More Accurate and Comprehensive Whole Genome Assembly
News Jun 30, 2015
The methodology enabled researchers to detect complex forms of genomic variation, critically important for their association with human disease, but previously difficult to detect. The study was a collaboration with scientists at European Molecular Biology Lab, Weill Cornell Medical College, Cold Spring Harbor Laboratory, Rockefeller University, University of California, San Francisco, Pacific Biosciences, and BioNano Genomics.
Conventional next-generation sequencing (NGS) techniques are able to accurately detect certain types of variation, such as single nucleotide variants and small insertions or deletions, but miss many large or complex forms of genomic variation that are associated with human disease. Further, these previous approaches are poorly suited for completely de novo analysis of genomes and for phasing the maternal and paternal haplotypes of an individual.
“We created a high-throughput strategy that builds highly contiguous de novogenomes without the need for complex jumping libraries or targeted approaches. This strategy, in some cases, automatically resolved complete arms of chromosomes,” said Ali Bashir, PhD, Assistant Professor of Genetics and Genomics at the Icahn School of Medicine and senior author of the study. “While we focused this study on a human genome, the method can be applied to any new genome, including those with high genomic complexity, such as plants, that have been extremely challenging to study.”
To overcome limitations with existing NGS methods, the study authors combined two single molecule approaches: long read sequencing from Pacific Biosciences and Nanochannel Array technology from BioNano Genomics. Pacific Biosciences sequencing enables reads exceeding 10kb in length, which can directly resolve and phase complex forms of variation. The NanoChannel Array from BioNano confines and linearizes DNA molecules up to megabases in length to provide high-resolution sequence motif physical maps, termed ‘genome maps’.
The researchers studied the NA12878 diploid genome, a well-sequenced sample that is part of the 1000 Genomes project and often used for benchmarking new techniques.
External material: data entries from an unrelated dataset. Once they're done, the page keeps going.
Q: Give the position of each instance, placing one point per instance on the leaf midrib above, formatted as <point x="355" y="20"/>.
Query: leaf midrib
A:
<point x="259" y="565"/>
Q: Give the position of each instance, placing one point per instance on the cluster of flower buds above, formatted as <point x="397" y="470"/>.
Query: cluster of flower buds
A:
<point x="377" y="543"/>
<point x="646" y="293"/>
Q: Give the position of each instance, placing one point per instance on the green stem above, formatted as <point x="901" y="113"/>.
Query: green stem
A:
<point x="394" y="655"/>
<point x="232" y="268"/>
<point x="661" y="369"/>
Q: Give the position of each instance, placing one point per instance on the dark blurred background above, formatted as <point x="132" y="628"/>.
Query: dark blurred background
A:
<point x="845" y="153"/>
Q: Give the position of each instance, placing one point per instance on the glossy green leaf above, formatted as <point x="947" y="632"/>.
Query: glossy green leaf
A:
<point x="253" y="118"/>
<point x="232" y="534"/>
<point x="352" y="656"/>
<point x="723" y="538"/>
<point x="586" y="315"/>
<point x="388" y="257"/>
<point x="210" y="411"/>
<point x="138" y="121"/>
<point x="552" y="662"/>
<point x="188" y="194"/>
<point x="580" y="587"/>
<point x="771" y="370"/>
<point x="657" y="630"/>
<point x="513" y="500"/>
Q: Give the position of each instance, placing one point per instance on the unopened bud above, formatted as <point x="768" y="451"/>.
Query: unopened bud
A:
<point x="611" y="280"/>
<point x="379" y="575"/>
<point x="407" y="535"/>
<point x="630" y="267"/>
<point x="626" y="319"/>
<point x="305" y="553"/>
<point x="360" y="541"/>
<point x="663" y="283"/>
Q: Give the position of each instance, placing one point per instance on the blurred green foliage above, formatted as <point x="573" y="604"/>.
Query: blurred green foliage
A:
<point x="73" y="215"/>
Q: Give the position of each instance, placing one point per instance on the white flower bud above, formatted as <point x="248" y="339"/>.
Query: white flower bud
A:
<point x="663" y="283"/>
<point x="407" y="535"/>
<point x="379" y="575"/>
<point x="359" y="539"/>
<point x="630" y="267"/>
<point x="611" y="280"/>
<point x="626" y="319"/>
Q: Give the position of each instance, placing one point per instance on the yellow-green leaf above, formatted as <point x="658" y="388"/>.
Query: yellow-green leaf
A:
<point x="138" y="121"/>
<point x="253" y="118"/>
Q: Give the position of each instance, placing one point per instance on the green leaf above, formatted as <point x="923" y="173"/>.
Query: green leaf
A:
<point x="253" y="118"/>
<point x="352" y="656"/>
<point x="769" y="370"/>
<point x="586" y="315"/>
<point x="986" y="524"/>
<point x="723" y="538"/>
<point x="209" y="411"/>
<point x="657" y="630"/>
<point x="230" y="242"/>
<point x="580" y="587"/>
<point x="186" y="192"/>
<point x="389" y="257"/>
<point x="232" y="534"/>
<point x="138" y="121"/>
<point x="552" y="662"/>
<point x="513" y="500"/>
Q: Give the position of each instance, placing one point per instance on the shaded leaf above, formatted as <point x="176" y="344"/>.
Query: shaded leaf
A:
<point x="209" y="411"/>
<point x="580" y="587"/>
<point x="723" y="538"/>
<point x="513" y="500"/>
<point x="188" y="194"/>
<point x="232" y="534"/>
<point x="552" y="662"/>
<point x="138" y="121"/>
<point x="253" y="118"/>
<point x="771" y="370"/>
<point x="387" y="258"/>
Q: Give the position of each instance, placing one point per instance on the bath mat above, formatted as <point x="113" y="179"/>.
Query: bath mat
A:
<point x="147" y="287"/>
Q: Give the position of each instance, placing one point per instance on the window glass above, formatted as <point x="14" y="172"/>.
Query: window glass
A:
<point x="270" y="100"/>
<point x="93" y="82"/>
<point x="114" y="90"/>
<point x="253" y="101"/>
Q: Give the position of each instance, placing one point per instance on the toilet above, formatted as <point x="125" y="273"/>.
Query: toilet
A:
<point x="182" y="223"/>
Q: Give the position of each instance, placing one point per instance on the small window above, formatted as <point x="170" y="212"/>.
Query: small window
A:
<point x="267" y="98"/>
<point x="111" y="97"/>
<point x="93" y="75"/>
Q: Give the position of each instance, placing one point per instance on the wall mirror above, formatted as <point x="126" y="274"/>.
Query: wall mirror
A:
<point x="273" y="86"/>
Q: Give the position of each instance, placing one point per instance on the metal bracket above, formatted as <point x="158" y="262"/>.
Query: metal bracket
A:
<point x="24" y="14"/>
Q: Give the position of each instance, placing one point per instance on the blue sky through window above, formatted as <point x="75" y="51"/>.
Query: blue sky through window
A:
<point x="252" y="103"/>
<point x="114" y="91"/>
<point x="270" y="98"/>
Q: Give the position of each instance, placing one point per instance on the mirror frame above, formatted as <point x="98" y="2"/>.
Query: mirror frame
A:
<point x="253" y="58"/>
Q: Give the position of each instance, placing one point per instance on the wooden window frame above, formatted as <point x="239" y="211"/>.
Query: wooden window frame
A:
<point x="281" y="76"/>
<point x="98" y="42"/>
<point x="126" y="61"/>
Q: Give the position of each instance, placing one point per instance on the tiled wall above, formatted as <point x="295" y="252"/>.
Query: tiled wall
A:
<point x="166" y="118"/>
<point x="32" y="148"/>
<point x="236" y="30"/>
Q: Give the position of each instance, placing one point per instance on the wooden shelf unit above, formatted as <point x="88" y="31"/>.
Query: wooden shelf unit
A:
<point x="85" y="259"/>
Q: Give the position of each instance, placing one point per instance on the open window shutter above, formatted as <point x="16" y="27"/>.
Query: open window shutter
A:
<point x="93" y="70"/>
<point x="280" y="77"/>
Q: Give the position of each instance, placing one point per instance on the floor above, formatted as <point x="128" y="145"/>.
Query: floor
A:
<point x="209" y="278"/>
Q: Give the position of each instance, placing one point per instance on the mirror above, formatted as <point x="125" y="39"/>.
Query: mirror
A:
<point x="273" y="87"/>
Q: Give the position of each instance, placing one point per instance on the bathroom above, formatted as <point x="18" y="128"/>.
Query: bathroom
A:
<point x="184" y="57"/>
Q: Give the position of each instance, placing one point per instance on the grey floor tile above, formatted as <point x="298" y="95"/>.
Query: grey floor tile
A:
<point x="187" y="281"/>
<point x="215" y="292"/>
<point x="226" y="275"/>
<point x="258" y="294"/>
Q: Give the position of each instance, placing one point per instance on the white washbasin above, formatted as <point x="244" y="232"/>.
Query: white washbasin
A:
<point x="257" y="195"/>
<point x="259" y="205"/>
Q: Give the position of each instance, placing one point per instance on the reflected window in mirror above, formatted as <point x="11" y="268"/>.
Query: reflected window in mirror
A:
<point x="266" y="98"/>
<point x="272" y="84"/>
The study authors mapped variation and built assemblies with both technologies, then combined the two to create a “hybrid” assembly that dramatically improved the contiguity of each. The resulting hybrid assembly N50s, the length such that 50% of all base pairs are contained in scaffolds of the given length or longer, approach 30Mb - on par with the best assemblies to date at a fraction of the cost and labor.
“The study revealed an unprecedented view of genomic complexity, in many cases identifying regions overlooked by conventional sequencing or further refining previously known genetic variant classes,” said study co-author Jan Korbel, PhD, Group Leader at the European Molecular Biology Laboratory. “We had notable success in challenging regions such as inversions and tandem repeats,” added co-author Robert Sebra, PhD, Assistant Professor of Genetics and Genomic Sciences at the Icahn School of Medicine. “For example, a systematic underrepresentation of tandem repeat sizes was observed in the human reference genomes. Such expansions, as we observed within the LPA gene which has been associated with plasmid lipid levels, are increasingly being identified as important markers for disease.”
“By using a powerful combination of new technologies, we can finally begin to circumvent biases induced by overreliance on a single reference genome” said co-author Eric Schadt, PhD, Founding Director of the Icahn Institute, and Professor of Genomics at the Icahn School of Medicine. “Fully de novo approaches will increasingly become standard practice to enable direct and comprehensive characterization of genome variation. This will accelerate our understanding of the links to human diseases that such variations induce.”